Mais comment raconter tout ce qui se passa dans cette entrevûë ? Ce seroit le sujet d’un volume entier, et pour qu’on ait lû de romans, on le comprendra mieux que je ne pourrois le représenter : transports, vives impatiences, regards tendres, joye inexprimable, satisfaction inconcevable, témoignages d’affection réciproque, les larmes mêmes, tout cela fut mis en œuvre et placé à propos. Il fallut ensuite raconter tout ce qui s’étoit passé durant une si longue absence. Le grand paladin ne fut pas long dans son récit, n’ayant autre chose à dire, sinon qu’il avoit dormi pendant toute l’année par la vertu d’un enchantement.
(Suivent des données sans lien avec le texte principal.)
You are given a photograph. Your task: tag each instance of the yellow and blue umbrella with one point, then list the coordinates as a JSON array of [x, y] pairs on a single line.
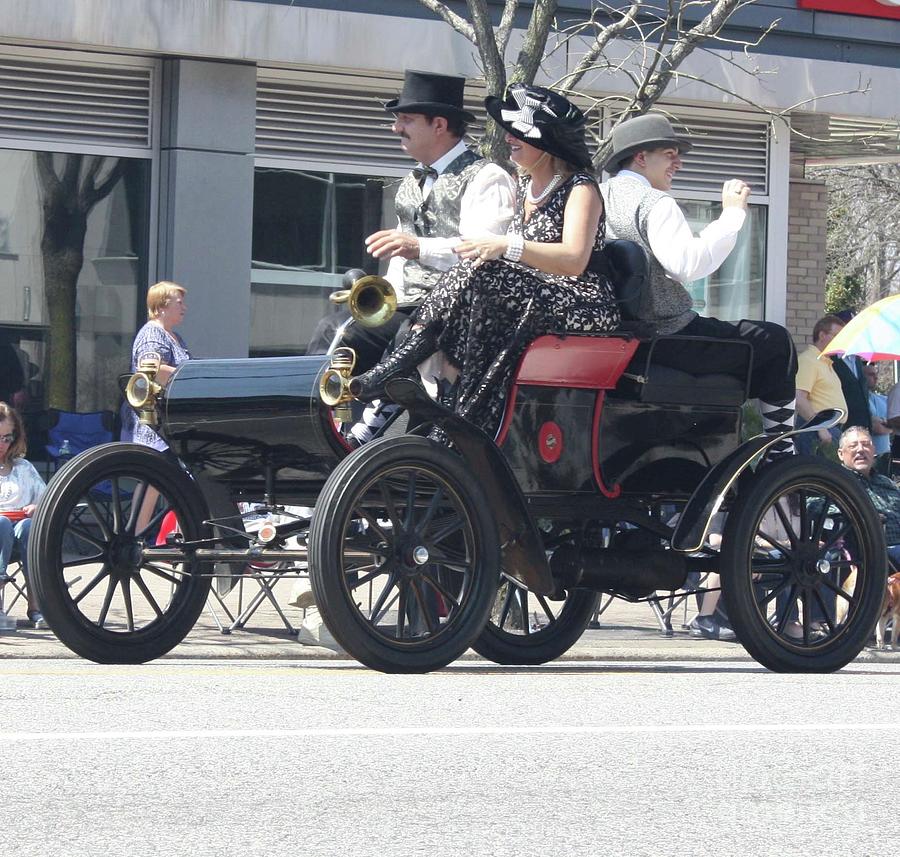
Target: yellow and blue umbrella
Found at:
[[873, 334]]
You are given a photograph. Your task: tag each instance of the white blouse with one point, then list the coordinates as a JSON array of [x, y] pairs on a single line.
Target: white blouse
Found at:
[[21, 487]]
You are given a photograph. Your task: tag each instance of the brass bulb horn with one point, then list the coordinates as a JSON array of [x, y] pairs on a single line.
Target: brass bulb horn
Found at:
[[370, 299]]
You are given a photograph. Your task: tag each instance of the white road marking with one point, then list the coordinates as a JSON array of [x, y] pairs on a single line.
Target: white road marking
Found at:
[[439, 731]]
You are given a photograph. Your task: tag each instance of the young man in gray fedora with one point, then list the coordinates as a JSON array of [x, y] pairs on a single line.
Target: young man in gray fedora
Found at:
[[646, 155]]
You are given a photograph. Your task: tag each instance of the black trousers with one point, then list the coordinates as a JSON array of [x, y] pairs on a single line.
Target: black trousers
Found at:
[[773, 377]]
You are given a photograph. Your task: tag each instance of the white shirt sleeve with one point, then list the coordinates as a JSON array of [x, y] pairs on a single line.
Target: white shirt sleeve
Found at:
[[485, 209], [685, 256], [394, 273]]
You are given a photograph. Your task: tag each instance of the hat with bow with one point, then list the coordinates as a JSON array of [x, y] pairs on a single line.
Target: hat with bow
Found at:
[[431, 94], [544, 119]]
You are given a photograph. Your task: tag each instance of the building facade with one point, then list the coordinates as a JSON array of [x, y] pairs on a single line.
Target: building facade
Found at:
[[240, 148]]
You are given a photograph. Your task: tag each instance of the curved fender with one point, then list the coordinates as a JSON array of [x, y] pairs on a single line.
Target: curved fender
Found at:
[[524, 557], [693, 525]]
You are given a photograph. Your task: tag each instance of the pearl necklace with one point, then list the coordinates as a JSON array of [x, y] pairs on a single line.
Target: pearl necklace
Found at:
[[551, 186]]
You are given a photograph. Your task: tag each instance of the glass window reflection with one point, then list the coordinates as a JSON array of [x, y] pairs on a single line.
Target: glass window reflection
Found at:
[[308, 230], [737, 289], [73, 270]]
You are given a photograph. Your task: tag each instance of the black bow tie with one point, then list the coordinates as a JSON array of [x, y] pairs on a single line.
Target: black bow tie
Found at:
[[422, 173]]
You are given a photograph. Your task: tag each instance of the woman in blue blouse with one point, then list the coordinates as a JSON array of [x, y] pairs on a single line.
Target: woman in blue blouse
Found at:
[[165, 310]]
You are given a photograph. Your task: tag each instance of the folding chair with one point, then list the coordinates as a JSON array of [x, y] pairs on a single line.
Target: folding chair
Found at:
[[81, 430], [266, 575], [167, 526]]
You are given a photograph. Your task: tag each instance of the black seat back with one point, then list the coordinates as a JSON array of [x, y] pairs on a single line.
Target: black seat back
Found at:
[[625, 264]]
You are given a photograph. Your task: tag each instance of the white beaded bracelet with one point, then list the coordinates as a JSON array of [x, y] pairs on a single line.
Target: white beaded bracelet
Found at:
[[515, 244]]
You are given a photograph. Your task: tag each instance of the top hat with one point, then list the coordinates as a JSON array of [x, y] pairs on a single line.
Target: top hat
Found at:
[[431, 94], [650, 131], [544, 119]]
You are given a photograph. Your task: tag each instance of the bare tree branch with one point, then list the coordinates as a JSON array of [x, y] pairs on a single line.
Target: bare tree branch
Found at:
[[532, 52], [506, 23], [603, 38]]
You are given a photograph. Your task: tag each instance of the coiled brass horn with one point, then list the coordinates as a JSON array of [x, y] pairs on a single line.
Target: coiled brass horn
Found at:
[[142, 390], [370, 299]]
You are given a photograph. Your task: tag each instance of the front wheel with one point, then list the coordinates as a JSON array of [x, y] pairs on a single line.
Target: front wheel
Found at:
[[403, 555], [91, 554], [804, 566]]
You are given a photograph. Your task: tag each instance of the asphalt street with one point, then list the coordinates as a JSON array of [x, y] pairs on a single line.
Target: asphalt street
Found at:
[[323, 757]]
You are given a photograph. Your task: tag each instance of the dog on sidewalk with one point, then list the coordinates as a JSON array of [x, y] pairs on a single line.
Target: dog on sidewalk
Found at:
[[890, 610]]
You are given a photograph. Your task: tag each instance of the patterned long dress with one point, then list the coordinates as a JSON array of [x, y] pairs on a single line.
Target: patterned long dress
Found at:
[[173, 352], [487, 315]]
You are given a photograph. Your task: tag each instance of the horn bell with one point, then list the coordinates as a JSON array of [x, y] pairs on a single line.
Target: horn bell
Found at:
[[371, 300]]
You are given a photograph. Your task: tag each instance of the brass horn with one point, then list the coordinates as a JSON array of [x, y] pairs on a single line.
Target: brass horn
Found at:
[[371, 300]]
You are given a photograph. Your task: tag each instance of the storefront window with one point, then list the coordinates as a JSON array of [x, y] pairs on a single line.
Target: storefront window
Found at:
[[73, 263], [737, 289], [308, 230]]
Mais l’histoire de la Princesse Anemone fut beaucoup plus longue. Le Prince Gulifax étoit entré chez elle un soir à main armée, et l’avoit enlevée lorsqu’elle commençoit à se deshabiller pour se mettre au lit, sans lui donner seulement le loisir de prendre ses cornettes de nuit. Elle eut beau pleurer, crier et charger d’injures le ravisseur. Il fallut partir et s’embarquer. Que ne fit-elle pas dans le vaisseau, lorsqu’elle se vit éloignée de son cher prince dondindandinois, et sous la puissance du perfide Gulifax qui avoit l’insolence de lui parler d’amour ? Elle s’évanoüit plus de vingt fois : vingt fois elle se seroit précipitée dans la mer, si on ne l’en avoit empêchée. Mais il ne lui resta enfin d’autre ressource que ses larmes et ses sanglots, foible défense contre un corsaire brutal ; aussi la Princesse Anemone passa-t-elle légerement sur ce chapitre pour continuer la suite de son histoire, et elle fit bien ; car je remarquai qu’à certains endroits de son récit le Prince Zazaraph témoignoit quelqu’inquiétude. Elle raconta donc ensuite que les dieux, protecteurs de l’innocence opprimée, l’avoient délivrée miraculeusement de la tyrannie de son cruel ravisseur. Un prince plein de valeur et de générosité, avoit attaqué et pris le vaisseau de Gulifax qui avoit péri dans le combat ; mais comme son libérateur la ramenoit, une tempête effroyable avoit englouti le vaisseau dans les ondes. Elle s’étoit sauvée sur une planche, et elle avoit été jettée à terre plus qu’à demi morte. Des pêcheurs après lui avoir fait reprendre ses esprits, l’avoient présentée à leur prince, qui en étoit devenu amoureux ; mais toûjours intraitable sur ce chapitre, quoique le prince fût beau et bien fait, elle n’avoit seulement pas voulu l’écouter. Ici pourtant je remarquai que le Prince Zazaraph fit encore une grimace ; et ce fut bien pis, lorsqu’elle ajoûta qu’elle avoit ensuite passé successivement sous la puissance de trois ou quatre autres princes. Le paladin Zazaraph ne put plus y tenir.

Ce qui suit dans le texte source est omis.